The Execution Engine is constructed to operate on a variety of environments. What is required for this to happen, is to be able to identify hooks, with which to attach itself to the available Information Space, as well as access to permanent storage. These hooks are provided through the the Execution Environment Providers.
gCube Web Service Interface
When the Execution Engine is acting in the context of the gCube platform, it provides a gCube compliant Web Service interface. This Web Service interface acts as the front end not only to Execution facilities, but it is also the "face" of the component with respect to the gCube platform. The Running Instance profile of the service is the placeholder where the underlying Execution Engine instance Execution Environment Providers push information that needs to be made available to other engine instances. Additionally, the service "etc" folder contains the logging properties that control the logging granularity of the service, as well as the rest of the underlying components. Configuration properties, that are used throughout the Execution Engine instance, are retrieved from the service jndi, and are used to initiate services and providers, once the service receives the init event.
At service installation time, one should make note of the deploy-jndi-config.xml file of the service. As the service is the front end of the underlying engine, and also acts as a placeholder of published information concerning the host that the engine runs on, different information will need to be published, depending on the platform this instance gives access to. Currently, 4 platforms are identified and need to be duly noted in the service jndi. These four categories are:
- GCube - The node hosting the instance is a gCube platform node
- Grid - The node hosting the instance is an EGEE gLite UI node
- Condor - The node hosting the instance is an Condor gateway
- Hadoop - The node hosting the instance is a Hadoop gateway
The respective entries in the service jndi are already available, but the administrator needs to modify these entries and comment out the non-relevant entries to enable a single one. For example, the respective portion of the service jndi for a gCube node should look as follows:
... <environment name="nodeType" value="GCube" type="java.lang.String" override="false" /> <!-- <environment name="nodeType" value="Grid" type="java.lang.String" override="false" /> --> <!-- <environment name="nodeType" value="Condor" type="java.lang.String" override="false" /> --> <!-- <environment name="nodeType" value="Hadoop" type="java.lang.String" override="false" /> --> ...

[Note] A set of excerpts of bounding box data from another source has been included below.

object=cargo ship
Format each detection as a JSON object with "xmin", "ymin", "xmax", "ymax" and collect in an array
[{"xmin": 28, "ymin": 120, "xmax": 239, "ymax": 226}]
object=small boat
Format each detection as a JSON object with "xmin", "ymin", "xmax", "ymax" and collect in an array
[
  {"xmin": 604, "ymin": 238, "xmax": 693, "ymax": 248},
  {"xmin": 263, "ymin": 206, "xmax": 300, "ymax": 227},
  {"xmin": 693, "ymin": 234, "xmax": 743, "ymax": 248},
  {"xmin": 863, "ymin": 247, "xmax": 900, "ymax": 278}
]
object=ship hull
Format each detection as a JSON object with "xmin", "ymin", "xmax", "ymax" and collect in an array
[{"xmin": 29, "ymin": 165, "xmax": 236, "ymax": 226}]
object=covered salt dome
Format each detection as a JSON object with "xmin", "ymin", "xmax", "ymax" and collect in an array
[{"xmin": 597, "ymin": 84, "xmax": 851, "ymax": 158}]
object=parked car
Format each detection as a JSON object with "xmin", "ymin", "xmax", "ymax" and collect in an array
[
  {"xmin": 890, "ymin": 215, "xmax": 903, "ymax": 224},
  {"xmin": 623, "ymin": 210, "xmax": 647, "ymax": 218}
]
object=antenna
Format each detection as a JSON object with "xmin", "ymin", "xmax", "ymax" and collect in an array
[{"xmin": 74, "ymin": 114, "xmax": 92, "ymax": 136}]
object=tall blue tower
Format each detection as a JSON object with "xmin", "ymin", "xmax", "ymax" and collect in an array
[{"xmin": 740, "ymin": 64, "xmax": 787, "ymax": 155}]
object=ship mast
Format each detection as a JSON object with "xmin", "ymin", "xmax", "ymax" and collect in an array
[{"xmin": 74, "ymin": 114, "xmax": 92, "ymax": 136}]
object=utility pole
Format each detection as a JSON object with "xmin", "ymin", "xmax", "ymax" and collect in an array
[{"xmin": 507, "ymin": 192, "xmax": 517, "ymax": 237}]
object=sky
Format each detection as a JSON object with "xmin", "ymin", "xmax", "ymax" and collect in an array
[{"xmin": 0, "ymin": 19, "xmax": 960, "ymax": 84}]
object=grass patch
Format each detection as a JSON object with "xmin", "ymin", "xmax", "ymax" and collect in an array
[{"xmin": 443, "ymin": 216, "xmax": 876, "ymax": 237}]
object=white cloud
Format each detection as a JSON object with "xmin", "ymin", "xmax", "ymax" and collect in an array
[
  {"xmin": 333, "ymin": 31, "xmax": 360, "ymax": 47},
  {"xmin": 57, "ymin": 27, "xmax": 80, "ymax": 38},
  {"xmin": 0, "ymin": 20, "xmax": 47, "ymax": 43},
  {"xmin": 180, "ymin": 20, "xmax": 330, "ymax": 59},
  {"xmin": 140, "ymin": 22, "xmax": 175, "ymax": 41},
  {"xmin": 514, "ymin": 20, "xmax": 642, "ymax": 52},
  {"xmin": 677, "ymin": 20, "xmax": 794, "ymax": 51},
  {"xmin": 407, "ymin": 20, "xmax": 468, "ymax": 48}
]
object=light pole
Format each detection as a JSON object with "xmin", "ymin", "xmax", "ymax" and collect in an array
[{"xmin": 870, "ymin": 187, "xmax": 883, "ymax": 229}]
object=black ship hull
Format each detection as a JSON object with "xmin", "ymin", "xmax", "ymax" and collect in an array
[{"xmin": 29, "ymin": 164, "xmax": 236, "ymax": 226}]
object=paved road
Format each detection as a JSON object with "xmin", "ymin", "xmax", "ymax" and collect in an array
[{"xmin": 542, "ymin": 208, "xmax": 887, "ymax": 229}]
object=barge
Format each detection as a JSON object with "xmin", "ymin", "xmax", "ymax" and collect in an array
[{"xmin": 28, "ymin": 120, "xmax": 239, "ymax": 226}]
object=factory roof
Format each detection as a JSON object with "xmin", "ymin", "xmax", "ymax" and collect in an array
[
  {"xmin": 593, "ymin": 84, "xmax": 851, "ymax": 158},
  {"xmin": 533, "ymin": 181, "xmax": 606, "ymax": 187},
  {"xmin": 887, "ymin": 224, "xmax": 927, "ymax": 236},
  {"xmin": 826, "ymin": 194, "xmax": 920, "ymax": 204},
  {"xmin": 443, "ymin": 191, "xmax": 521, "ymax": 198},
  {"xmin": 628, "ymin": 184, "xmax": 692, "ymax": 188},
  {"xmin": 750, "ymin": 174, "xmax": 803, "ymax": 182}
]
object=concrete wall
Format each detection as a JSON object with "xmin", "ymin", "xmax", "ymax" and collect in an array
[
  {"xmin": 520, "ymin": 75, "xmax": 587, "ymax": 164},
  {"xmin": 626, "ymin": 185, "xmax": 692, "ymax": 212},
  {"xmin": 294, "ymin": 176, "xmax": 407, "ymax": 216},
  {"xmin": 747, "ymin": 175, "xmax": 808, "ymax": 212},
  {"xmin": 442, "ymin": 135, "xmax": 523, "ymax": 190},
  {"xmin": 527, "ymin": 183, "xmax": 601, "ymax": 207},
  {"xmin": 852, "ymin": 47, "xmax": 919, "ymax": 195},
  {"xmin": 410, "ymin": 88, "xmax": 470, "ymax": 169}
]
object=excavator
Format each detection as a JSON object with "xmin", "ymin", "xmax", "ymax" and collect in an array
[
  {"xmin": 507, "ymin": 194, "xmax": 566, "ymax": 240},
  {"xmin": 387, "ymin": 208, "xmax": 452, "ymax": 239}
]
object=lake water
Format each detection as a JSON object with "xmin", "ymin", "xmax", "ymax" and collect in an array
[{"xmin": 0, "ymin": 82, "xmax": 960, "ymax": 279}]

Overcoming possible obstacles with EGEE gLite UI node instances
When the nodeType is set to Grid, the following problem needs to be resolved: the environmental variable $GLOBUS_LOCATION, which is needed by the gCore container, might also be needed by the gLite installation. For this reason, the node administrator needs to perform the following steps, in order for a client through the execution engine to be able to submit jobs through the gLite UI command line interface. Since the administrator will need to override the initial, gLite used, value of the $GLOBUS_LOCATION variable to point to the gCore container, the original value will need to be made available to the Execution Engine instance to use it when contacting the gLite CLI. This is done through the labeling functionality of the gCore container. The administrator must update the file $GLOBUS_LOCATION/config/GHNLabels.xml adding a new entry as follows:
... <Variable> <Key>ORIGINAL_GLOBUS_LOCATION</Key> <Value>(Original GLOBUS_LOCATION value e.g.)/opt/globus</Value> </Variable> ...
This value must be added to the GHNLabels.xml before the first time the container is started. Otherwise one must clear the gCore container state, and then restart the container.
For a client of the ExecutionEngine to be able to formally describe the plan that it wants to execute, the constructs offered by the Execution Plan are used. These constructs have the following main pillars.
- Every plan is potentially one execution unit for the execution engine. Each plan, while executing, can request different parametrization.
- The variables defined in a plan are the common data placeholders through which the elements of the plan exchange data.
- Data Types
- Each variable has a type which describes the different characteristics of the data exchanged.
- Each variable is accessed through defined parameters. Parameters are distinguished by their direction and processing.
- Execution Tree
- The plan hierarchy is composed of a number of elements that control the flow and the actions of the plan
Every plan, created and executed, follows a life cycle which, in every point, is updated and reported to the client, through the use of events. These events follow the Observer / Observable pattern, and the defined events that are emitted during the execution life cycle are:
- Execution Started
- Event emitted when the execution is initiated.
- Execution Completed
- Event emitted when the execution is completed either successfully or not.
- Execution Paused
- Event emitted when the execution is paused by the client.
- Execution Resumed
- Event emitted when the execution is resumed after being paused by the client.
- Execution Canceled
- Event emitted when the execution is canceled by the client.
- Progress Report
- Event emitted from internal Plan Elements reporting on the progress of their execution.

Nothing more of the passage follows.